Ainda nessa perpectiva, é posto em cheque a raridade da experiência pela falta de tempo. O autor afirma que tudo se passa demasiadamente depressa, cada vez mais depressa na modernidade, de tal maneira que o acontecimento nos é dado na forma de choque e a velocidade com que ocorre é tão tremenda que impede a conexão significativa entre esses acontecimentos.
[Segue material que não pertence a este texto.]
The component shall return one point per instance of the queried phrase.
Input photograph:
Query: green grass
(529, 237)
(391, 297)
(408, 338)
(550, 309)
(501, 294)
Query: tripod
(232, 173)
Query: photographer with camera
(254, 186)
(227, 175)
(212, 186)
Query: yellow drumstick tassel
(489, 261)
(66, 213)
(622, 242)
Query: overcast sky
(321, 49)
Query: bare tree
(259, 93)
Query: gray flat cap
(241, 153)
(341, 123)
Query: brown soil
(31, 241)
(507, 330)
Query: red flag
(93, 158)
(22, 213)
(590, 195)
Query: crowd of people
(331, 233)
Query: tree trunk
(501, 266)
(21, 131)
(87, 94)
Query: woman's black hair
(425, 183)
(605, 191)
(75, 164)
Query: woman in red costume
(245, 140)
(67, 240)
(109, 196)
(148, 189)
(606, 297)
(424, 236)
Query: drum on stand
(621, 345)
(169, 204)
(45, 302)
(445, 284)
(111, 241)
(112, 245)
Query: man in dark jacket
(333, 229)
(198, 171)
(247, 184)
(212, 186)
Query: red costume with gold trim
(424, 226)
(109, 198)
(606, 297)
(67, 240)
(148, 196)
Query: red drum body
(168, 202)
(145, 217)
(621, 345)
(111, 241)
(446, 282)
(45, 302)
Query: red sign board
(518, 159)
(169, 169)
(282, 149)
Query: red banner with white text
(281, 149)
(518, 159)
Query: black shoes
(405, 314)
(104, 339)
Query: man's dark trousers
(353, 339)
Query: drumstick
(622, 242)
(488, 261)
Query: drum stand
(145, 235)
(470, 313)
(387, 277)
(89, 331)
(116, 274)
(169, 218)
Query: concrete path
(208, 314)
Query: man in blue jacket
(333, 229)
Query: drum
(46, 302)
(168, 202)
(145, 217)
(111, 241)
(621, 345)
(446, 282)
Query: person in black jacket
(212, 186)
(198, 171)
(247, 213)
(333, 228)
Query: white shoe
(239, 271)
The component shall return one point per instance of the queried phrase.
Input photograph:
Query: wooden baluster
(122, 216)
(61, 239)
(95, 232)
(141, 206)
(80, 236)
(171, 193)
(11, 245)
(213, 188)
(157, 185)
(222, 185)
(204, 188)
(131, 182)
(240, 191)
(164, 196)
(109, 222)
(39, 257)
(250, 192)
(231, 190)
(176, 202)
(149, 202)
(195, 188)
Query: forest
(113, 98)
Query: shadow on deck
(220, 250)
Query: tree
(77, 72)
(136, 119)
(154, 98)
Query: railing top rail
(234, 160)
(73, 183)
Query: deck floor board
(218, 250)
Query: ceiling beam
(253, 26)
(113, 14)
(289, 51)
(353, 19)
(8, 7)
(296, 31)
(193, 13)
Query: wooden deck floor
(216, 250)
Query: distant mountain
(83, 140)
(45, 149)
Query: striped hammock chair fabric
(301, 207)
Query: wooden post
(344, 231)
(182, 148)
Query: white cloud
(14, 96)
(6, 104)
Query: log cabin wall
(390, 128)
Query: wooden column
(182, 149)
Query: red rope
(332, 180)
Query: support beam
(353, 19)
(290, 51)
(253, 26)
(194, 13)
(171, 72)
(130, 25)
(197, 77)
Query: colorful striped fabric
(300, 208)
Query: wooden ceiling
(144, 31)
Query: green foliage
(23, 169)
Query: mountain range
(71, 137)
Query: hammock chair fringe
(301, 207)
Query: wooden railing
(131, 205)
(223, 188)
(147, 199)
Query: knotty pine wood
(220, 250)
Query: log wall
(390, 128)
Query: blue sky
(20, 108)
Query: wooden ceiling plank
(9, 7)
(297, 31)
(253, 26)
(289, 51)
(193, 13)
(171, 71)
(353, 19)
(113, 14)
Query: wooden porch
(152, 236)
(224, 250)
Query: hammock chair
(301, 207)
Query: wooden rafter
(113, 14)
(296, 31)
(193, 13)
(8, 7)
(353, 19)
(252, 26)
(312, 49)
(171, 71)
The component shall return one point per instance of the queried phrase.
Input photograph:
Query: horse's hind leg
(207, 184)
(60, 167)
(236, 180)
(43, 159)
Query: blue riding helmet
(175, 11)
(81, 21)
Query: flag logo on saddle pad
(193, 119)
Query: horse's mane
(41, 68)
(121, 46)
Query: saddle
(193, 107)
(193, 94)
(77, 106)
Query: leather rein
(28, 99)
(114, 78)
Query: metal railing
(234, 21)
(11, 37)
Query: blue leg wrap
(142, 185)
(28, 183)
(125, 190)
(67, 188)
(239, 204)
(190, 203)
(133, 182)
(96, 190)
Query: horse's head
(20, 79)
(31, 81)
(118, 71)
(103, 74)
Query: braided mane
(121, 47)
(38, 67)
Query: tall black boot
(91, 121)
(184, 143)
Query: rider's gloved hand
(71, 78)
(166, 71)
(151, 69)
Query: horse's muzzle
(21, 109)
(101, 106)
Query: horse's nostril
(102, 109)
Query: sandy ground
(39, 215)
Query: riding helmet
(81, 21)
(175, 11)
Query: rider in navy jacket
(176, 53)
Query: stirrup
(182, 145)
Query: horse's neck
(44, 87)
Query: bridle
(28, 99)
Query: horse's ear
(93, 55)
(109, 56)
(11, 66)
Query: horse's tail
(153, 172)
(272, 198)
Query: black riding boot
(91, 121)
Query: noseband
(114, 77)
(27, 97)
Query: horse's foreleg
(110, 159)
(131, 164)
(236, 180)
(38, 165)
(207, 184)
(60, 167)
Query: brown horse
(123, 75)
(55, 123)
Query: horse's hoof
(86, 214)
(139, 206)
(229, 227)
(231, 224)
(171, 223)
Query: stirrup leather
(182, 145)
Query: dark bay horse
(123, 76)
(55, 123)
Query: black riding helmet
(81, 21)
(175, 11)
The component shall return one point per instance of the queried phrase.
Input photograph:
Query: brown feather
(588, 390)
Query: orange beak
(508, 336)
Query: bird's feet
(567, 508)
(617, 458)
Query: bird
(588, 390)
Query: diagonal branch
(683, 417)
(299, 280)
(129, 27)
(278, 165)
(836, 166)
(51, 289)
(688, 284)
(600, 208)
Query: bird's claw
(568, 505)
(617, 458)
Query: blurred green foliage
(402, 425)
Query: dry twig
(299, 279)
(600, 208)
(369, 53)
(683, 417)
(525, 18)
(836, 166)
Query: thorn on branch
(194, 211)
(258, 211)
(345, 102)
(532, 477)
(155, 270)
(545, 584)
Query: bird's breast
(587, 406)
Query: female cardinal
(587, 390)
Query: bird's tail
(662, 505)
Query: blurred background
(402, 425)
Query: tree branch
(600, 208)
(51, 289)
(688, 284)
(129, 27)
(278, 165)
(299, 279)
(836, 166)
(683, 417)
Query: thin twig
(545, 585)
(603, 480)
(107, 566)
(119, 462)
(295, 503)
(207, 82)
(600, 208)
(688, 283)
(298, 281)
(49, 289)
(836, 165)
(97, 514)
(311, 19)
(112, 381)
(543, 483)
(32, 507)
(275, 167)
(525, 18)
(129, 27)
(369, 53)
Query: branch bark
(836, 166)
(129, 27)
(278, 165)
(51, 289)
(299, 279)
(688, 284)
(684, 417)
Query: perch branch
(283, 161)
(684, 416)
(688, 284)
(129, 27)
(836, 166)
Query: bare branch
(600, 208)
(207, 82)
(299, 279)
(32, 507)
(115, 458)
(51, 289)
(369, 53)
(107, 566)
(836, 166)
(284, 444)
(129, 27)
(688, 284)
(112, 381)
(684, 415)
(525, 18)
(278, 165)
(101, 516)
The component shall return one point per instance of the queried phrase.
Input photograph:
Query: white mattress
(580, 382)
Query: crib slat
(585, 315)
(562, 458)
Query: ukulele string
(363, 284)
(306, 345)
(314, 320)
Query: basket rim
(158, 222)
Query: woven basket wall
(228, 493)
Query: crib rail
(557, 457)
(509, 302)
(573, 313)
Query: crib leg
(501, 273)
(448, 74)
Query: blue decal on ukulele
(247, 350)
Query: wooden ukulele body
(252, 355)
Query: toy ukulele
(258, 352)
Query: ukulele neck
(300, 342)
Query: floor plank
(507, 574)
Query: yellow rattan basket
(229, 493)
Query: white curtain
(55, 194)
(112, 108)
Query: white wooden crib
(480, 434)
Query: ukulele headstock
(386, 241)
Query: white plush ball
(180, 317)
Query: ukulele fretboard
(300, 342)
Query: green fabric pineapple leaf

Por último, de acordo com o autor, a falta de experiência acontece pelo excesso de trabalho. Portanto, conectando estes pontos e a tirinha do André Dahmer, temos tido pouco tempo para apreciar a vida, o que nos ocorre a todo instante, inundados de informações inúteis e trabalhos medíocres que não nos fazem felizes, pra piorar, no estado de infelicidade fugimos da realidade com qualquer coisa que ajude a nos esquecer do que vivemos. No fim, chega o pior caso: a vida se torna um grande vazio completo sem experiência alguma. Tudo passou por nós e nada em nós terá ficado, pois estávamos sem tempo, trabalhando dia e noite, ocupados demais opinando sobre qualquer assunto irrelevante de uma notícia do governo, uma vacina que está pra chegar ou outra besteira de alguma rede social.
Sem experiência não teremos vida. Seremos uma mula até a morte. A experiência requer atenção, silêncio para que ocorra a transformação em nossa vida. O grande show da vida.